Participating insurance companies will earn investment tax credits against premium tax liability equal to the total amount of investment tax credits allocated to them through their investment in investment companies certified as TN Investcos.  Credits will vest on the date of investment.  However, no insurance company, including affiliates, may receive a combined total of more than 25% of the maximum amount of investment authorized under the statute, regardless of the number of investments made in investment companies certified as TN Investcos.  Beginning with tax year 2012 and continuing through 2015, insurance companies may claim yearly credit amounts equal to 15% of the allocated investment tax credit.  For tax years 2016 through 2019, participating investors may claim yearly credit amounts equal to 10% of the allocated investment tax credit.  The plan has some flexibility allowing the participating insurance companies to transfer credits to affiliates, and credit amounts exceeding the amount of premium tax liability may be carried over indefinitely.  In the event Tennessee's premium tax is repealed, credits generated under the Act may be applied against any other tax imposed on insurance companies by the State of Tennessee, this was intended to address criticism of similar programs enacted in other jurisdictions, including the District of Columbia.

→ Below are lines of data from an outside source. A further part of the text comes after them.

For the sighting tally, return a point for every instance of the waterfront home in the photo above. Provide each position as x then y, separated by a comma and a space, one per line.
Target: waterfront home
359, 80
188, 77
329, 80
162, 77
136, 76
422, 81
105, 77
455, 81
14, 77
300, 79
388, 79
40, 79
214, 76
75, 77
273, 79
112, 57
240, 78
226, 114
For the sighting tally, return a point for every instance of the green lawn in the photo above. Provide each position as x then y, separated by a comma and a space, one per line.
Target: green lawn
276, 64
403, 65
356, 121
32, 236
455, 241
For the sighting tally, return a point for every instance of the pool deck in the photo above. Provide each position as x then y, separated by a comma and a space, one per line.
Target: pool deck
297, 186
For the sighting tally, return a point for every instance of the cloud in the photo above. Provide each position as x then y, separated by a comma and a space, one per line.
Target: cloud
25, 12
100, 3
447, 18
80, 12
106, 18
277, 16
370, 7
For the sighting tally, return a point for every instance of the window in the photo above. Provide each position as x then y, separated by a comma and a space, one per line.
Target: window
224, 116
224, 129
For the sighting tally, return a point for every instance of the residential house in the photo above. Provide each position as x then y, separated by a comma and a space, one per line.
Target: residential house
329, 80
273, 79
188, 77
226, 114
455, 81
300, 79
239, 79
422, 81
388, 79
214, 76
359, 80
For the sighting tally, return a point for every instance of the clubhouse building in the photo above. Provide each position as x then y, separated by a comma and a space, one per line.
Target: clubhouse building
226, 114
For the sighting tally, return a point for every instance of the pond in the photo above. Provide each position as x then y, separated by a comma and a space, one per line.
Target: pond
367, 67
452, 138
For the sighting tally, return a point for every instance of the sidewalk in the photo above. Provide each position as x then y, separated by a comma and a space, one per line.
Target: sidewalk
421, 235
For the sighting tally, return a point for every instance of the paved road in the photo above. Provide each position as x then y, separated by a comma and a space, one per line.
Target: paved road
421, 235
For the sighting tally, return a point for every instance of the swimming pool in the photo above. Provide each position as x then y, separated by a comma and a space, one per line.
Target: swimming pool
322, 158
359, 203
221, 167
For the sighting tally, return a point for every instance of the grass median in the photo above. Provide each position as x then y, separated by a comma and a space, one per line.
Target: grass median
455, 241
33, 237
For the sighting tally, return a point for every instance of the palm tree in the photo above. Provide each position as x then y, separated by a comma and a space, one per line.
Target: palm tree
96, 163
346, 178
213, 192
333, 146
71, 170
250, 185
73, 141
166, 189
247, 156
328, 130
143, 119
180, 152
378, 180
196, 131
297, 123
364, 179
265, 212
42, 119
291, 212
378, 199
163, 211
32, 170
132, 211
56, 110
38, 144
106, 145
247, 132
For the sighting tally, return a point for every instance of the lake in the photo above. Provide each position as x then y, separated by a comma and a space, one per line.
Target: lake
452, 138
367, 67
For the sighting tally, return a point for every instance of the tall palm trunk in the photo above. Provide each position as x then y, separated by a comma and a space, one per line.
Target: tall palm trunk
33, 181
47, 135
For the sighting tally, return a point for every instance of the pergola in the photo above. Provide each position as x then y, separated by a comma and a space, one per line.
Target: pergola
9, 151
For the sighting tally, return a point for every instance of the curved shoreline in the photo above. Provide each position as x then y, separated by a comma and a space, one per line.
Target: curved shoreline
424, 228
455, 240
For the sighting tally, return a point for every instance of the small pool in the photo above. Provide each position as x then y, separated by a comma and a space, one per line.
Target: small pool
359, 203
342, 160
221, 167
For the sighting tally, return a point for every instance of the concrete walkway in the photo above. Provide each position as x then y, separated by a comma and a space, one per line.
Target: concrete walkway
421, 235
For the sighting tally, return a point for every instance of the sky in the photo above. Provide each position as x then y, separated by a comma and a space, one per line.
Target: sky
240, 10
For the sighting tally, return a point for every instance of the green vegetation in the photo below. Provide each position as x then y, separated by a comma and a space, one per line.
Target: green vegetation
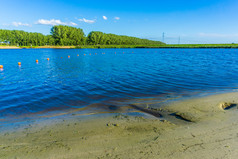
70, 36
200, 46
75, 38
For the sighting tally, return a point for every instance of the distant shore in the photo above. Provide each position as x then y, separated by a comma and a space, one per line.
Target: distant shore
175, 46
194, 128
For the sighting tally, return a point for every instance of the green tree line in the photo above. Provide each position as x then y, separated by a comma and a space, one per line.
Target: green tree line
69, 36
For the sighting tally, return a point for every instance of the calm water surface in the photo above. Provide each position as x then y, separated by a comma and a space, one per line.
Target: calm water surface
90, 81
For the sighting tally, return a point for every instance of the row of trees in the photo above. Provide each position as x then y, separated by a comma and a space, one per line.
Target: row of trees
69, 36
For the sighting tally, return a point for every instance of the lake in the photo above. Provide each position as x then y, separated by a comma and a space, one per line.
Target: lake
90, 79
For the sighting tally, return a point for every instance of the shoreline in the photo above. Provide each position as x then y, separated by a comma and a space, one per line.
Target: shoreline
168, 46
191, 128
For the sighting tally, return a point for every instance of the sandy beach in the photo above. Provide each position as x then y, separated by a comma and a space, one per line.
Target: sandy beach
192, 128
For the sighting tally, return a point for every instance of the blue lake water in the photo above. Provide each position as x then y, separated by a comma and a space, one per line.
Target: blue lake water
106, 76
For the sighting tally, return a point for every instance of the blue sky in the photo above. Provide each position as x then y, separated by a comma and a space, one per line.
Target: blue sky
200, 21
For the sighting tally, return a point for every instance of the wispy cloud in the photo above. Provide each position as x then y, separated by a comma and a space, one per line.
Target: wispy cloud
117, 18
87, 21
17, 24
217, 35
104, 17
53, 22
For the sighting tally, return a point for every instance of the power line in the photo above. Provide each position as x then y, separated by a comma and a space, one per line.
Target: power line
163, 37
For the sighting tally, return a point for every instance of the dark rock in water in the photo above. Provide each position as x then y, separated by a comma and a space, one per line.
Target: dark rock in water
226, 105
184, 116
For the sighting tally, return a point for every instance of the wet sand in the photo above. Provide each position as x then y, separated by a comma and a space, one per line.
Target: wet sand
192, 128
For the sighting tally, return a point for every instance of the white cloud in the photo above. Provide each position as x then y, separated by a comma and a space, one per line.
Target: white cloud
72, 23
54, 22
216, 35
16, 24
104, 17
87, 21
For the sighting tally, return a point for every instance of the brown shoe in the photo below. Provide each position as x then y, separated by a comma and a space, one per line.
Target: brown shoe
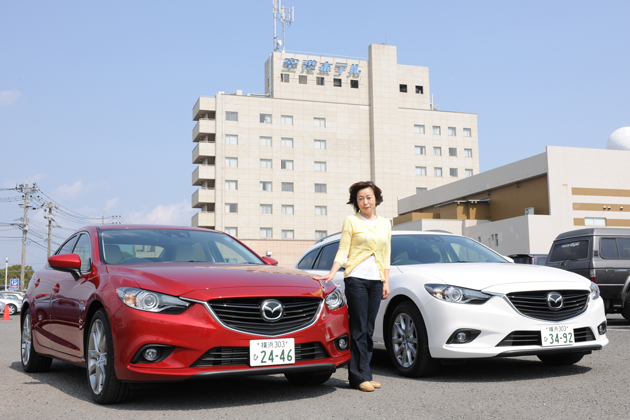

While tax credits are currently available for investments in Tennessee securities pursuant to Tenn. Code Ann. § 56-4-210, the existing credit does not typically offset the full amount of the gross premium tax.  The new credit may be particularly attractive to HMOs who will experience a 3.5% increase in their gross premium tax this year. (See Tenn. Code  Ann. § 66-32-124)  Another consideration should be whether these investments will be considered "admitted assets" for purposes of insurance regulators.